Dayton Engineer
Developing Strategies for Navigating a Diverse Workplace
By Sandy Furterer and Kelly Fritz Mofield, School of Engineering
Last spring, Dr. Sandy Furterer, associate professor in the Department of Engineering Management, Systems and Technology, and five engineering students piloted a new Leadership and Engagement for Diversity course (ENM 595/ISE 499) at the University of Dayton.
The purpose of the course is to provide students with an understanding of how leadership and diversity combine to enhance creativity, productivity and innovation. Students gain an awareness of the barriers, biases and challenges to diversity in engineering, while also learning strategies that can be used to improve satisfaction in the engineering workplace and in academia. The goal is to enhance leadership skills for the engineering workplace and allow students to develop a personal vision statement to guide them through their life and career.

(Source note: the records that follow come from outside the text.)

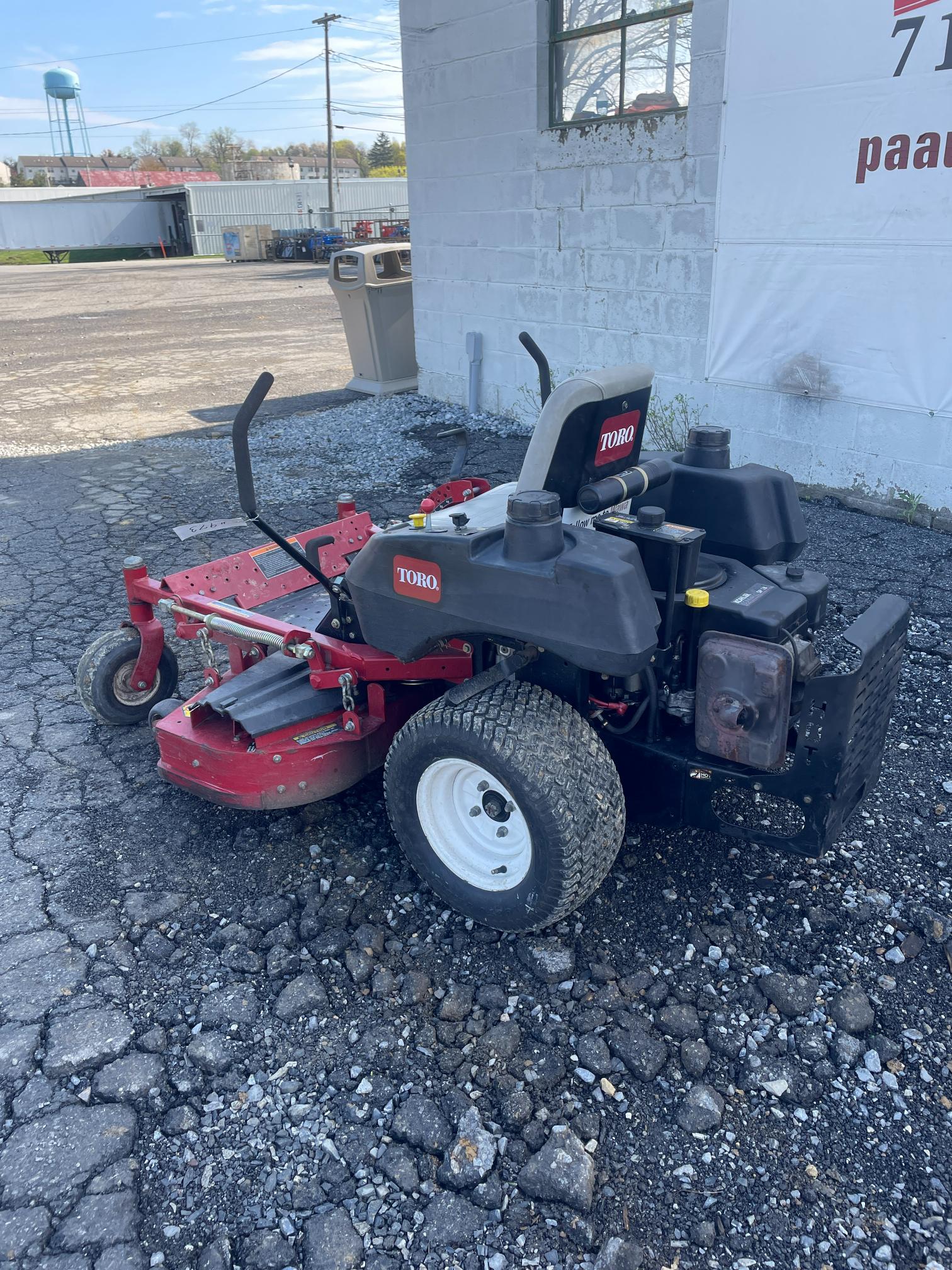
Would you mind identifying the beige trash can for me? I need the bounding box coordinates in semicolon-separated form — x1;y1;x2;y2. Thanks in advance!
327;243;416;395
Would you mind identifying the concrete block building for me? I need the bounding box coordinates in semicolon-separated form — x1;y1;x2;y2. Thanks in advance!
401;0;952;509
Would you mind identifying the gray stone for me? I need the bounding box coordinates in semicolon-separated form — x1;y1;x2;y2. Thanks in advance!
655;1002;705;1040
274;974;327;1020
200;983;261;1027
0;1024;39;1089
830;983;876;1035
391;1094;453;1150
43;1007;132;1077
51;1190;140;1252
678;1085;723;1133
377;1145;420;1195
93;1051;165;1102
303;1208;363;1270
596;1235;645;1270
518;1124;596;1213
608;1027;667;1081
0;1208;50;1265
761;974;816;1019
515;936;575;983
0;1104;136;1205
241;1231;297;1270
437;1107;496;1190
185;1033;234;1076
421;1191;486;1244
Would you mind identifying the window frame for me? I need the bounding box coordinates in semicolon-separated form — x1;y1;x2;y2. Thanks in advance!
548;0;694;129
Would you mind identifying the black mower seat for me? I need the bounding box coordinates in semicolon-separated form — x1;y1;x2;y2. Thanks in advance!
205;650;340;736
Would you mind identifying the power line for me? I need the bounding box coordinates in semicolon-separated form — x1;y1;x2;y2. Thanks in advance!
0;54;335;137
0;26;321;71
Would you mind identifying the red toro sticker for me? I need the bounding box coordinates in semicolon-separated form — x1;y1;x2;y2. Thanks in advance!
394;556;442;605
596;410;641;467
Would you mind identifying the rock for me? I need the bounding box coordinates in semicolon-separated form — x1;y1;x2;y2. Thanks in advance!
391;1094;453;1152
123;890;188;926
678;1085;723;1133
43;1009;132;1077
241;1231;297;1270
830;983;876;1035
0;1104;136;1205
185;1033;234;1076
439;983;473;1024
515;936;575;983
274;974;327;1020
0;1208;50;1265
575;1033;612;1076
437;1107;496;1190
655;1004;705;1040
596;1235;645;1270
761;973;816;1019
518;1124;596;1213
400;970;433;1006
377;1145;420;1195
51;1190;140;1252
200;983;261;1027
681;1040;711;1080
93;1051;165;1102
303;1208;363;1270
608;1027;667;1081
421;1191;486;1244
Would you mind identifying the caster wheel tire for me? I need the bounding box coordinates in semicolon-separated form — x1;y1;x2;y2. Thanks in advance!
383;682;625;931
76;627;179;724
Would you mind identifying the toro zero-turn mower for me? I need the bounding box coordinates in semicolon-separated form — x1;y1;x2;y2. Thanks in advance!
77;335;909;931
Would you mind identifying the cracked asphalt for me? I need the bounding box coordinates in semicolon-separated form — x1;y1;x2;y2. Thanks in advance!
0;260;952;1270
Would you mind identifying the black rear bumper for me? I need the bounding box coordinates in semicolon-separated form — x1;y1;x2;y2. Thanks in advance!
609;596;909;856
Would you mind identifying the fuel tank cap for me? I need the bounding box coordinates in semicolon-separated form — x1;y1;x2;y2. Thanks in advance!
505;489;562;525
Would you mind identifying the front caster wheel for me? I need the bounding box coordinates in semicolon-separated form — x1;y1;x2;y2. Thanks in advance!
383;684;625;931
76;627;179;724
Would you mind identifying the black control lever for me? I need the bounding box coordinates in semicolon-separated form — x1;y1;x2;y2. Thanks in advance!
231;371;337;604
437;426;470;480
579;459;671;515
519;330;552;405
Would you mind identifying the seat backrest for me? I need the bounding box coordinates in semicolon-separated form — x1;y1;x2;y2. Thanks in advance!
518;363;654;515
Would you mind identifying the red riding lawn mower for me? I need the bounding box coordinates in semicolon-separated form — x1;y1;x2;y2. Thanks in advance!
77;335;909;931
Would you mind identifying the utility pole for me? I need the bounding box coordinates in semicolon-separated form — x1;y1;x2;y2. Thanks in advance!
312;13;343;229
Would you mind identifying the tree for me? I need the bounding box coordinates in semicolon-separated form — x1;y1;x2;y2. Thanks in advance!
205;127;244;168
179;120;202;159
132;129;159;159
368;132;394;168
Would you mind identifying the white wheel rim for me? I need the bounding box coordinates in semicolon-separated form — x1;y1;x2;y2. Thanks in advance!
416;758;532;891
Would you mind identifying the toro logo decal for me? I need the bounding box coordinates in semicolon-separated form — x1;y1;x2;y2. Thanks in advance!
596;410;641;467
394;556;443;605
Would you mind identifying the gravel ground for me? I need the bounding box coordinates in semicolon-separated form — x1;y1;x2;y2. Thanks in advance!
0;398;952;1270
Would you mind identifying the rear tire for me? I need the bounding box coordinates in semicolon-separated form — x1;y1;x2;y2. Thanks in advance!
76;627;179;725
383;682;625;931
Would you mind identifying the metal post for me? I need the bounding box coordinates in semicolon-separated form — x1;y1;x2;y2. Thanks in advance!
312;13;341;229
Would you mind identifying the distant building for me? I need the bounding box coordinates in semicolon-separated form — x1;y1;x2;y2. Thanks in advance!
221;155;301;180
297;155;361;180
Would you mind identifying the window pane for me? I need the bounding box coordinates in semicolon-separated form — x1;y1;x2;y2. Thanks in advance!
555;30;622;121
558;0;626;30
622;13;691;114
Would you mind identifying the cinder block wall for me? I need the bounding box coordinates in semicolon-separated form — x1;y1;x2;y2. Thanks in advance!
401;0;952;508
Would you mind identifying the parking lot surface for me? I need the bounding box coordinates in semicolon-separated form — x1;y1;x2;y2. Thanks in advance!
0;261;952;1270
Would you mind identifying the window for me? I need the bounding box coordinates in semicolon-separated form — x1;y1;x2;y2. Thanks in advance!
550;0;693;126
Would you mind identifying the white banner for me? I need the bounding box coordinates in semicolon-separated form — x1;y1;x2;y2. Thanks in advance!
707;0;952;414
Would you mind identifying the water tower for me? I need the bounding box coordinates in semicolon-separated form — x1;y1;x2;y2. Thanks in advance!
43;66;89;156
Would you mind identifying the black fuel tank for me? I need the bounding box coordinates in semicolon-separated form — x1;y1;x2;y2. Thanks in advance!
346;509;659;674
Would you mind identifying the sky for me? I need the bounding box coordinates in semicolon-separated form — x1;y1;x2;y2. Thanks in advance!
0;0;404;157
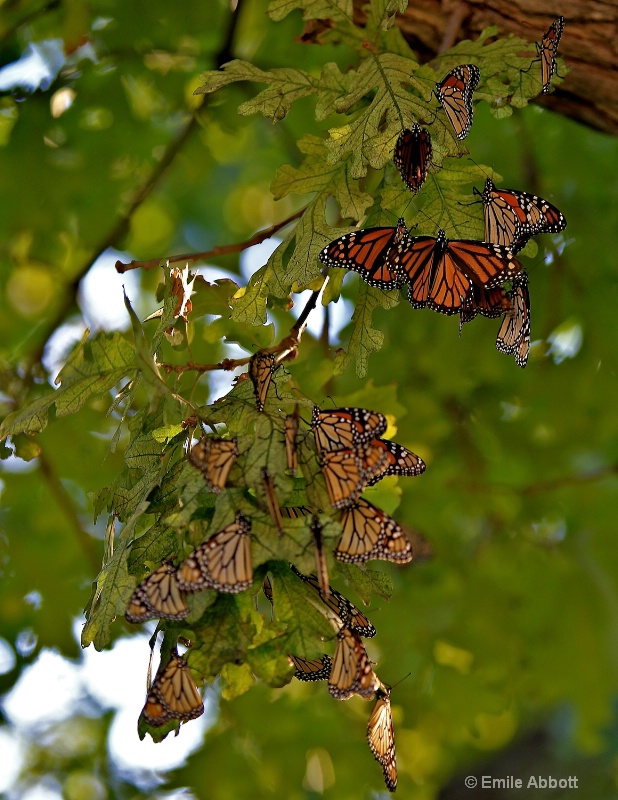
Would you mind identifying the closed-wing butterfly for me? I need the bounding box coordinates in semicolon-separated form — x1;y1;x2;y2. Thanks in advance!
288;653;332;681
496;272;530;369
435;64;481;139
536;17;564;94
249;350;277;411
142;650;204;727
283;406;300;475
335;497;413;564
125;561;189;622
393;122;433;193
281;506;313;519
188;436;238;493
367;687;397;792
319;218;407;289
178;511;253;594
328;627;378;700
290;564;376;639
367;439;427;486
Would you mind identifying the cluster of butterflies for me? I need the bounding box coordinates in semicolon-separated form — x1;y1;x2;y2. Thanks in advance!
286;564;397;792
319;17;566;367
125;392;418;791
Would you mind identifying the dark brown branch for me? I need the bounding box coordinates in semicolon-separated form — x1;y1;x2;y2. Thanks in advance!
116;208;305;274
0;0;60;44
38;450;101;573
354;0;618;134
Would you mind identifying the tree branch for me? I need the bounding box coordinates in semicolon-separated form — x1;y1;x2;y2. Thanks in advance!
116;208;305;274
30;0;241;368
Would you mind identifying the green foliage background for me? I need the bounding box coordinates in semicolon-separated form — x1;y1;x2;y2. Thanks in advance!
0;0;618;800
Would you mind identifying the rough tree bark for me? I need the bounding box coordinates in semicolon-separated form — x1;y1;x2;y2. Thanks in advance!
354;0;618;134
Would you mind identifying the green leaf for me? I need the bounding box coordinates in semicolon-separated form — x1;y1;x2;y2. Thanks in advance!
195;60;319;122
328;53;433;178
268;0;353;22
270;562;335;658
335;282;399;378
0;332;135;439
81;503;148;650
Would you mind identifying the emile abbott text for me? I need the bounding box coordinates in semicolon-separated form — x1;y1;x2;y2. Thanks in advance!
481;775;578;789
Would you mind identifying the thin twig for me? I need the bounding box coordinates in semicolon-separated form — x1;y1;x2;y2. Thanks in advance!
116;208;305;274
30;0;241;366
158;356;251;375
38;450;101;572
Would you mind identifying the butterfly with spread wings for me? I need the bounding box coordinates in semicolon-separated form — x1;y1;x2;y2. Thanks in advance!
311;406;387;452
496;272;530;369
335;497;413;564
319;218;408;289
290;564;376;639
367;686;397;792
389;230;522;315
473;178;566;253
142;650;204;727
125;561;189;623
328;627;378;700
434;64;481;139
393;122;433;194
178;511;253;594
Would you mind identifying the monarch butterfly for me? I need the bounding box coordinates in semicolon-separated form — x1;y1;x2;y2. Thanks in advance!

“This course is important for both men and women to increase awareness, engage everyone in helping to solve problems and mold the evolving workplace culture for a more diverse tomorrow,” Furterer said. “The principles and skills learned can help differentiate students’ résumés, especially with companies that embrace a diverse workforce. It provides women and underrepresented minority professionals with strategies to keep them engaged in engineering, both in academia and the field, as well as helping them gain allies that can help them advance in their careers. The course helps men become allies to moving women forward in their engineering careers.”
Feedback from students who took the course in spring 2017 was positive:
“This course creates a vision of our personal growth. It is a complete overall course on life, its characteristics, other managerial skills and last but not the least it encourages you to be a good leader.”
“The most beneficial part that I learned from this course is that I understand how to organize my life and how to make a specific step-by-step plan to achieve my goals.”
“I used to think I could never be a leader. I am not afraid to think about myself as a leader; I started to imagine that I could be a leader now.”